Insolvency: Forewarned is forearmed
14 January 2008
4 April 2013
6 March 2014
21 November 2013
20 January 2014
8 July 2013
In the wake of the credit crunch, there is a feeling in the business community that we are all now 'waiting for the other shoe to drop'. The bad news is that this does look set to happen - and many businesses may get a nasty shock when it does.
First, in the late summer, we saw the onset of the credit crunch, with turmoil in the markets. Then there was the immediate fallout, with banner headlines about the crisis at Northern Rock, the high-profile departures at Merrill Lynch and Citi, and Barclays being forced into an unscheduled trading statement. And finally, an eerie silence.
Business as usual?
But what the credit crunch has not done is go away. When Ernst & Young head of UK corporate restructuring Alan Bloom likened it to "an underwater volcano that's gone off in the US", he put his finger on why this particular financial crisis is so unnerving. The consensus is that there are choppy times ahead for business. The problem is knowing how stormy they will be.
On the surface, business seems to be ticking along pretty much as normal.

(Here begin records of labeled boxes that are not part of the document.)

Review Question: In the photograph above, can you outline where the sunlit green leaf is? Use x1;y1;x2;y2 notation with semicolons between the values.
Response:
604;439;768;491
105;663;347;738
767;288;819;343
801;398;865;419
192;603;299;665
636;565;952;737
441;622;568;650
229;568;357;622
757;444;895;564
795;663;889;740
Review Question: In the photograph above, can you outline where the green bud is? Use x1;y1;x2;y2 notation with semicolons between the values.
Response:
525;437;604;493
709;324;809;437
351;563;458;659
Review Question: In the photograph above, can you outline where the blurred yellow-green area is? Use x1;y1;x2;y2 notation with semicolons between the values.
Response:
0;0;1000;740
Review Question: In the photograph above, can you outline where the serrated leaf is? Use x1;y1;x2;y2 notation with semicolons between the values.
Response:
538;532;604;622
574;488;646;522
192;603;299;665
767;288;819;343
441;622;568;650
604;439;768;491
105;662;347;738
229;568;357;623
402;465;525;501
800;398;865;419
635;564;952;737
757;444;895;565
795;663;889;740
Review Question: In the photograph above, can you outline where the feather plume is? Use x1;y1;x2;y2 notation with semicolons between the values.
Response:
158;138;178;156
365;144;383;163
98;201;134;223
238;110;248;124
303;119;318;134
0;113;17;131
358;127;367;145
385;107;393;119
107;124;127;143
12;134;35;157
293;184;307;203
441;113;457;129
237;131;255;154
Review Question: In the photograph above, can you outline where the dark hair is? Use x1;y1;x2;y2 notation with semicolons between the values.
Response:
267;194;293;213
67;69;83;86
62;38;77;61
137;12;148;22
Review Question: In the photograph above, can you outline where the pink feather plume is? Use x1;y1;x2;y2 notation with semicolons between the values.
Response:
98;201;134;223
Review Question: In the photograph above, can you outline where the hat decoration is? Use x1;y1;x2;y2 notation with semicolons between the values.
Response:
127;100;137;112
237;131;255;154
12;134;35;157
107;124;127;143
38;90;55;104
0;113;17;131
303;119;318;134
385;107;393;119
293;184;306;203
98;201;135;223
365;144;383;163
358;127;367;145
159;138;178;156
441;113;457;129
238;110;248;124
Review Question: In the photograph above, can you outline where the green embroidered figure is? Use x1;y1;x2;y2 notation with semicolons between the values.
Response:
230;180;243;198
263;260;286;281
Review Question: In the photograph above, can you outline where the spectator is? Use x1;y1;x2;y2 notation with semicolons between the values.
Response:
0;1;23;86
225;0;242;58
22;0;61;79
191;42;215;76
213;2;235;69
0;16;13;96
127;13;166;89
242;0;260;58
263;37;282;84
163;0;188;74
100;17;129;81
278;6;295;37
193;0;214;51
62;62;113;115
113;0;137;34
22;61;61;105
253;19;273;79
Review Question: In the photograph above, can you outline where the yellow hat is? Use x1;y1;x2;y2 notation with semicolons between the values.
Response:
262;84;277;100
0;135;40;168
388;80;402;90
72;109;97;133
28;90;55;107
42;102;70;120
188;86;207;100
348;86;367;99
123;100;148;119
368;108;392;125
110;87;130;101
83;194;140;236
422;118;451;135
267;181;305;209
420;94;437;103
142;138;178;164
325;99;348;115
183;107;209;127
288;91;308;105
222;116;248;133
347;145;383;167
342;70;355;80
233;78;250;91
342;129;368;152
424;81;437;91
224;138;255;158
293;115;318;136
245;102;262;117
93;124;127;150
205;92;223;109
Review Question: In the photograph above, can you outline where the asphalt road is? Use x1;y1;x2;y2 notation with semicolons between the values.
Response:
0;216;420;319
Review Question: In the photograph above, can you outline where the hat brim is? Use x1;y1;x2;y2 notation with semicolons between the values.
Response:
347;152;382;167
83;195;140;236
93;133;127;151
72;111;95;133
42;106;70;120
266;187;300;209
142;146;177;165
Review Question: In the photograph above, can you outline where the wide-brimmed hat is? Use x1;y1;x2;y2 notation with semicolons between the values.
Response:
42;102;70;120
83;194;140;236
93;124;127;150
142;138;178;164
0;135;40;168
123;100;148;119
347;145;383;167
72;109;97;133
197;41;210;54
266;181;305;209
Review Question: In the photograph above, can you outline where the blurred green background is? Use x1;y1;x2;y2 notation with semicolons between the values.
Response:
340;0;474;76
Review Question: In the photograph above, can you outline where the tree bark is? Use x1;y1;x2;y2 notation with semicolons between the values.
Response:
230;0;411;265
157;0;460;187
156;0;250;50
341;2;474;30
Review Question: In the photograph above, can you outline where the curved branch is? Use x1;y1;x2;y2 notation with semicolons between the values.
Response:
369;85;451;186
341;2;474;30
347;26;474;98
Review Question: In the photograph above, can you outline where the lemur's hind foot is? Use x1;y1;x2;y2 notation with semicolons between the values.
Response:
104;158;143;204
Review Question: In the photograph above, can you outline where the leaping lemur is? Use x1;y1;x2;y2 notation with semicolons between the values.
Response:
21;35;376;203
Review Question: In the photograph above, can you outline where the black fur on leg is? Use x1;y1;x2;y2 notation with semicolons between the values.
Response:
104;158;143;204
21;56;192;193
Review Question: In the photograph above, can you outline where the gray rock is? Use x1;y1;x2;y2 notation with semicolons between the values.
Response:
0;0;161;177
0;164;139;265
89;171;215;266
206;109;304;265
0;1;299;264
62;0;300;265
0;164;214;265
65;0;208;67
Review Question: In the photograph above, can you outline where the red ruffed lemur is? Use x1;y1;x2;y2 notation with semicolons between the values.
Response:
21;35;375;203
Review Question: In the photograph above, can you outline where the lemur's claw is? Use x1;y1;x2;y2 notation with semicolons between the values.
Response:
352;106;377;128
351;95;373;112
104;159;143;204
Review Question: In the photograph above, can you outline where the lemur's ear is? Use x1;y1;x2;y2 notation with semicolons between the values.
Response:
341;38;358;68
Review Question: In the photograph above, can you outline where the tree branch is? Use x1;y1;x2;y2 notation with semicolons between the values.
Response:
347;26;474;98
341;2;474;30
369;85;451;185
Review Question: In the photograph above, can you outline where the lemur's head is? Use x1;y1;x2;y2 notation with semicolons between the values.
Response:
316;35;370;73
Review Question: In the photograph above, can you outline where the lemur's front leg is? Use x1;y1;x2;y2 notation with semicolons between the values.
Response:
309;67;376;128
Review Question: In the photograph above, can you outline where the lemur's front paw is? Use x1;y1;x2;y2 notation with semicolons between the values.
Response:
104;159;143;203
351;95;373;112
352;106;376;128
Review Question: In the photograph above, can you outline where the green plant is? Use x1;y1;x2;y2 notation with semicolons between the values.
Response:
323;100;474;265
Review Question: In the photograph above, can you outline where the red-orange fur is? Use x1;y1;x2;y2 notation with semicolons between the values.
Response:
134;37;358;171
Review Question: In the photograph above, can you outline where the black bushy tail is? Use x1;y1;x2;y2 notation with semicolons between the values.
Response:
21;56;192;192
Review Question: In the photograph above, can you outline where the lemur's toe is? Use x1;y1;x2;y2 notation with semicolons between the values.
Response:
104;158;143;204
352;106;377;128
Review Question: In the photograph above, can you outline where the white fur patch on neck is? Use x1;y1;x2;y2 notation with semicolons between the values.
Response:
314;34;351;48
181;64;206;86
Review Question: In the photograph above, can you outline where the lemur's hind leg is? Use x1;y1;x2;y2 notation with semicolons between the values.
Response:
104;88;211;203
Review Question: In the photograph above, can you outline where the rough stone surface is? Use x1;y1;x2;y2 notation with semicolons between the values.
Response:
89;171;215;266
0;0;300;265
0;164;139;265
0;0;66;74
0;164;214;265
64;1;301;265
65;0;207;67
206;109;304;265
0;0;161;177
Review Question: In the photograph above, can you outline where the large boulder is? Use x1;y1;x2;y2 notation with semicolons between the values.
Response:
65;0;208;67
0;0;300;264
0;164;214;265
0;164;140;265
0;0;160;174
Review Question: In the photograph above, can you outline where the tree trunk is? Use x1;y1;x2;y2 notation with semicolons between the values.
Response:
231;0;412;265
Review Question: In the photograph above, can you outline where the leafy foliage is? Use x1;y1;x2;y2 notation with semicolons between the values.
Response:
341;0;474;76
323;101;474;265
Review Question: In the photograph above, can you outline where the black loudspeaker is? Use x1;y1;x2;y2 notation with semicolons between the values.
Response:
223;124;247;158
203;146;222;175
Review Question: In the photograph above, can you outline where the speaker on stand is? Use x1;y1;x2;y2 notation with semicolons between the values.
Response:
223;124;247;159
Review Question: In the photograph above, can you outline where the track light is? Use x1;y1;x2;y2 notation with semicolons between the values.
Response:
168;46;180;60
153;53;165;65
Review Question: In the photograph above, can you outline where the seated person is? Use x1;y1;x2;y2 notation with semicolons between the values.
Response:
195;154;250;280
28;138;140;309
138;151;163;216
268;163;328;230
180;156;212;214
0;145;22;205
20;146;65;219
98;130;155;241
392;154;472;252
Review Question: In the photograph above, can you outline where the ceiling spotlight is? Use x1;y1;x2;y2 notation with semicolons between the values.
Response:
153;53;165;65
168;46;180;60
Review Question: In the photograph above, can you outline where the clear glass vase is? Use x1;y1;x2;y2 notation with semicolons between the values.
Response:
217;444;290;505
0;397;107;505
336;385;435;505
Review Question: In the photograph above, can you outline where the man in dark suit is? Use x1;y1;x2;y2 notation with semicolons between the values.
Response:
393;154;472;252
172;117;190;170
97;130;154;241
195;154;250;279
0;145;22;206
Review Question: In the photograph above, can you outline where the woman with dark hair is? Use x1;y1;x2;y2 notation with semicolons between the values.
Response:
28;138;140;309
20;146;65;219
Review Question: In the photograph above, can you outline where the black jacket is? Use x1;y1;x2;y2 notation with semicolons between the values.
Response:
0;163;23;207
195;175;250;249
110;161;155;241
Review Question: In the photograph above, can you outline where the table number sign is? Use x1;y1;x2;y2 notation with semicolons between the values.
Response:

Figures released in early November 2007 by Grant Thornton showed that corporate liquidations in England and Wales in the third quarter (Q3) of 2007 edged up by 1.8 per cent from the previous quarter, but were still down by 4.4 per cent on the same period in 2006. Administrations typically involving larger businesses were down by 10.4 per cent on the previous quarter and by 25 per cent on the same quarter last year.
So where is the problem? In fact, the real problem is that the Q3 2007 figures are too early to draw any conclusions about the impact of the credit crunch. And the most worrying fact is that any companies running into financial difficulties from now on are likely to find their lenders taking a much harder line than a few months ago, reflecting their greater reluctance to risk taking a financial hit.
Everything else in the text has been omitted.